A group of advocacy organizations, including the American Civil Liberties Union, filed a legal action against the policy on Saturday in New York, acting on behalf of two Iraqis who were stopped at John F. Kennedy Airport hours after the order was signed. The writ seeks the release of the two Iraqis, who held valid U.S. visas, unless the government can show lawful grounds for their detention.

One of the two detained Iraqis, Hameed Khalid Darwish, was an interpreter who had worked on behalf of the American government. Freed after 19 hours in custody, he wept as he spoke to reporters, thanking supporters and calling America “the land of freedom, the land of rights.”

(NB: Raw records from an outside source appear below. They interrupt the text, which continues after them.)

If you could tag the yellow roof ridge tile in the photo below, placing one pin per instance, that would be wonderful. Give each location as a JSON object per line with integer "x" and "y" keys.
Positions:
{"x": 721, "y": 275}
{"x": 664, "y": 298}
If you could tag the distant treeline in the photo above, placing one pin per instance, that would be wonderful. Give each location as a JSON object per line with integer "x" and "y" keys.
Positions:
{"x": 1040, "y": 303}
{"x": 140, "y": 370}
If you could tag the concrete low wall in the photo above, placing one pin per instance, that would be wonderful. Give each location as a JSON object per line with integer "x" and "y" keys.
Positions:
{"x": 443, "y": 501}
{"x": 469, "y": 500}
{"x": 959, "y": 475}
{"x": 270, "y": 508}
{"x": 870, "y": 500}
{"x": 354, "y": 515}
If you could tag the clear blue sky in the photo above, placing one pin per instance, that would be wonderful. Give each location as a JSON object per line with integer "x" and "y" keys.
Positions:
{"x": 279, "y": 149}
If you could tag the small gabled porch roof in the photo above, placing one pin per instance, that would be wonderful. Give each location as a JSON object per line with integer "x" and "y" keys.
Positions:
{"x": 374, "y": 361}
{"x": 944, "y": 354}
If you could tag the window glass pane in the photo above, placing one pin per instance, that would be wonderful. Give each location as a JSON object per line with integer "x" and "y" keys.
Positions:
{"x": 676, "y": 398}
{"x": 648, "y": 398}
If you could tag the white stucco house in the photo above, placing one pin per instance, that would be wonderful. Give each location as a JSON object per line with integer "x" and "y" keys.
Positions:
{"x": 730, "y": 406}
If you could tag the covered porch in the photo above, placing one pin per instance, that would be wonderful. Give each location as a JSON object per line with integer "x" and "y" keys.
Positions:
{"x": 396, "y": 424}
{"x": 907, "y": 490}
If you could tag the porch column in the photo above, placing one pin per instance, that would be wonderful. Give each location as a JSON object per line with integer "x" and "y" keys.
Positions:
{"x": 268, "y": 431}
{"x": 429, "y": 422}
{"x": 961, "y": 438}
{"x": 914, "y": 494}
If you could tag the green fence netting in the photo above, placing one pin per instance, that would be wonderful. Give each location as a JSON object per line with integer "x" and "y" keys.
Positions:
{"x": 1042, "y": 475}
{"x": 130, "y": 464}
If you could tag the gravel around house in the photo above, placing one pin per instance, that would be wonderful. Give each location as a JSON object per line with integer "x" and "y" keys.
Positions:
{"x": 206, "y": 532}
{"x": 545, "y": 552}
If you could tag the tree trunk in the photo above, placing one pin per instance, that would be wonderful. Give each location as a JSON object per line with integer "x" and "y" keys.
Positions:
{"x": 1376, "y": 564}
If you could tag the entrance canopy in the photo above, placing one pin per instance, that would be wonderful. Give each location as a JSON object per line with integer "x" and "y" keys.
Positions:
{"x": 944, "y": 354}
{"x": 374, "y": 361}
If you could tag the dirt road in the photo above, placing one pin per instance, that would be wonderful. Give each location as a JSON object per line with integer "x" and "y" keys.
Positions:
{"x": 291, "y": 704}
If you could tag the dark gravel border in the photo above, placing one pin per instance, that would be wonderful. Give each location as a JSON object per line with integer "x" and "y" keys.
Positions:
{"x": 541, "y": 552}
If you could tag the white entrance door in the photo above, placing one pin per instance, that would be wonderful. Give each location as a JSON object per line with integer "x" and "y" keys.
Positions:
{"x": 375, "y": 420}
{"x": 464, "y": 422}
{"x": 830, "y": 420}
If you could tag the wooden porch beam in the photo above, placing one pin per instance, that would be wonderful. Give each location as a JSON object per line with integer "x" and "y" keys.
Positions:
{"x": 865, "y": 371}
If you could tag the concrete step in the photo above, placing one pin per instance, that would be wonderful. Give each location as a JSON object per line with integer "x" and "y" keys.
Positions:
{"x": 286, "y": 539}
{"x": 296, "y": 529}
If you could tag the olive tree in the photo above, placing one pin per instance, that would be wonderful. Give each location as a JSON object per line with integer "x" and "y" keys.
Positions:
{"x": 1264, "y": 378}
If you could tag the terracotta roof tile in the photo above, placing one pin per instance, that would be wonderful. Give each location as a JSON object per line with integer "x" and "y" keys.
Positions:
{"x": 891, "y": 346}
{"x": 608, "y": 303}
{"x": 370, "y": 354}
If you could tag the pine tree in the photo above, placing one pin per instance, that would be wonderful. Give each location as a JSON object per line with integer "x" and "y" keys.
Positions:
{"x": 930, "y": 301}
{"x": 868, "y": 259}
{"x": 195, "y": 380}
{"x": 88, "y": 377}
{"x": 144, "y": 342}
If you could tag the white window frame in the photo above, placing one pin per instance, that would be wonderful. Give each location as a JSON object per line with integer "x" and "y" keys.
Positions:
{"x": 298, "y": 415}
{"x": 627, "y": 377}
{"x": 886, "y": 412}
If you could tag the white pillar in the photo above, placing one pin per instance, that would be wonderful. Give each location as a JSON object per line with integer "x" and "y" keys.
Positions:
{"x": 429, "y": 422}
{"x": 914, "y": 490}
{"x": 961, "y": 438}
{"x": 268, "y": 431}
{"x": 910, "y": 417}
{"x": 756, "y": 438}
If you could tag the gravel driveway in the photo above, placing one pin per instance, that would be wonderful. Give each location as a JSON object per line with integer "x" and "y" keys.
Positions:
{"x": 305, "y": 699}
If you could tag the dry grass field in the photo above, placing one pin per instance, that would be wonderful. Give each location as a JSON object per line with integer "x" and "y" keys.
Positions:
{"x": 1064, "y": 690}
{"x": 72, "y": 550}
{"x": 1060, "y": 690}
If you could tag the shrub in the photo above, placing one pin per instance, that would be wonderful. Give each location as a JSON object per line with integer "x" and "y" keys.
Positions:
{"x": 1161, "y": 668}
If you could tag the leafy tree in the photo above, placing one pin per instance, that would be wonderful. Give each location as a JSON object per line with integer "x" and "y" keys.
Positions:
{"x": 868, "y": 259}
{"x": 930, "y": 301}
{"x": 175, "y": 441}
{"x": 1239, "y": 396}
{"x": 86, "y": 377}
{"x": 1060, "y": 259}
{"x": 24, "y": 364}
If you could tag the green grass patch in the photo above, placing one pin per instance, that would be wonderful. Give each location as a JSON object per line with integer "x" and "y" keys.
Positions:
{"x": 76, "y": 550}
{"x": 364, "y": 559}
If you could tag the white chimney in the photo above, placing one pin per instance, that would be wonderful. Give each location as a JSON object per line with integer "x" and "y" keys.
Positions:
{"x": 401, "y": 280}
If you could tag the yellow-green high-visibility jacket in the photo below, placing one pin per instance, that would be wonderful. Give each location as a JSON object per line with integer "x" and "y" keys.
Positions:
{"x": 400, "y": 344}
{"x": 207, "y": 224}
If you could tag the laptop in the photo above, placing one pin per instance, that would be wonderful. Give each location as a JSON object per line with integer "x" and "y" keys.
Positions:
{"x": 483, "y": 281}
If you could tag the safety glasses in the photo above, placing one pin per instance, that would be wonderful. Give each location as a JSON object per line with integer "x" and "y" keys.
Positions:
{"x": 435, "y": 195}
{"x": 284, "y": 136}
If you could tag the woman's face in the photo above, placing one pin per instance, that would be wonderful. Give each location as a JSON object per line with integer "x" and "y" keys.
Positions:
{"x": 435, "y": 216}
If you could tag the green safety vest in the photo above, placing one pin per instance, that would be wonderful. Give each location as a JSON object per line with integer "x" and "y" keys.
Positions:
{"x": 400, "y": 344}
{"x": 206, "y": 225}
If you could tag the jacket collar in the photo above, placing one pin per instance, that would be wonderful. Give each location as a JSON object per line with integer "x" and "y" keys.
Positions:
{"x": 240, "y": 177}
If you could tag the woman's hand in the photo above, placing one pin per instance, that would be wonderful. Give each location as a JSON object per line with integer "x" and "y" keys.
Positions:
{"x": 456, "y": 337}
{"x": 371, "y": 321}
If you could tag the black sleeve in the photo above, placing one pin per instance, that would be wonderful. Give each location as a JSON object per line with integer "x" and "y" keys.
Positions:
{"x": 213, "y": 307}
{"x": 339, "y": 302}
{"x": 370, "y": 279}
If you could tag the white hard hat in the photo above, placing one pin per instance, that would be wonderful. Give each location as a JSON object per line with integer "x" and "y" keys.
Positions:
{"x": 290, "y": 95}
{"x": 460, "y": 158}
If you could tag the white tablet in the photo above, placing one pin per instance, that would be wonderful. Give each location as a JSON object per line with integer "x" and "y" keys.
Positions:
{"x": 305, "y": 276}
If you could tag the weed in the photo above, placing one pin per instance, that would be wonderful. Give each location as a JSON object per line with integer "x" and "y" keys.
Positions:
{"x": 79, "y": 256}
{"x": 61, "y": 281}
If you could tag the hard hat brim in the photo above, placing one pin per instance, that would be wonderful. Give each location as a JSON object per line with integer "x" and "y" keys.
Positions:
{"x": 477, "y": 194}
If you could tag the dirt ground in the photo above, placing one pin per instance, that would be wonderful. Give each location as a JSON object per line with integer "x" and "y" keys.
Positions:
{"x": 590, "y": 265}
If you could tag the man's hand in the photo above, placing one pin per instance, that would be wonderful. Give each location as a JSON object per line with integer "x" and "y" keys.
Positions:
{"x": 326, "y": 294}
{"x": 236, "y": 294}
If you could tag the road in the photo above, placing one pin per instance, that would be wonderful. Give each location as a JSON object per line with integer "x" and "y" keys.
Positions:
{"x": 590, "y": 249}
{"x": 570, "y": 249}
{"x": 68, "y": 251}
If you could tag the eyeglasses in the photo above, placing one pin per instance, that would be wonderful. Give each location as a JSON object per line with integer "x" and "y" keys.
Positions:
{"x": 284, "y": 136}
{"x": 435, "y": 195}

The groups bringing the legal action, who also included the International Refugee Assistance Project and the National Immigration Law Center, said a separate motion sets the stage for a larger action involving other would-be refugees, visitors and immigrants stopped at other ports of entry.

“We’ll see you in court, Mr. Trump,” tweeted the ACLU’s national legal director, David Cole, after the writ was filed.

Arab American advocacy groups also were reacting to the new order, warning that it was disrupting travel all over the world.

“We see complete chaos in the way this has been implemented. … Individuals overseas have not been able to board airplanes and fly back into the United States,” Abed A. Ayoub, legal and policy director for the American-Arab Anti-Discrimination Committee, said in a conference call with reporters Saturday morning.

This is tearing apart families. We have students overseas stuck there who can’t get back. We have students abroad who cannot return here at all,” he said.

Another legal challenge was in the works as well. The Council on American-Islamic Relations, or CAIR, said it would file a federal lawsuit on behalf of more than 20 individuals challenging the order. The suit, to be filed Monday in U.S. District Court in Virginia, argues that the executive order is unconstitutional because of its apparent aim of singling out Muslims.

“There is no evidence that refugees — the most thoroughly vetted of all people entering our nation — are a threat to national security,” the group’s national litigation director, Lena F. Masri, said in a statement. “This is an order that is based on bigotry, not reality.”

The order, signed Friday by the president during a visit to the Pentagon, suspends all refugee entries for 120 days. In addition, it indefinitely blocks Syrian refugees, and bars entry to the U.S. for 90 days for those traveling from seven Muslim-majority countries: Iran, Iraq, Libya, Somalia, Sudan, Syria and Yemen.

Prominent Muslim figures raised their voices in opposition to the temporary refugee ban, saying children would be among those suffering the most from it. Nobel peace laureate Malala Yousafzai, the Pakistani schoolgirl who was shot by the Taliban, said in a statement that she was “heartbroken” that Trump was closing the door on “children, mothers and fathers fleeing violence and war.”

On Saturday, the Department of Homeland Security said the travel ban covered holders of green cards, who are authorized to live and work in the U.S. Some reports have put the number of such permanent residents from the affected countries as high as half a million.

An administration official eventually said that current green card holders from the affected countries would be allowed to remain in the U.S. — but that those caught outside the country at the time of the ban’s imposition would have be allowed back in on a case-by-case basis. Those with business overseas will have to meet beforehand with a consular official.

Trump advisor Kellyanne Conway took to Twitter on Saturday to praise the directive, calling the president “a man of action and impact.”

“Promises made, promises kept,” she tweeted. “Shock to the system. And he’s just getting started.”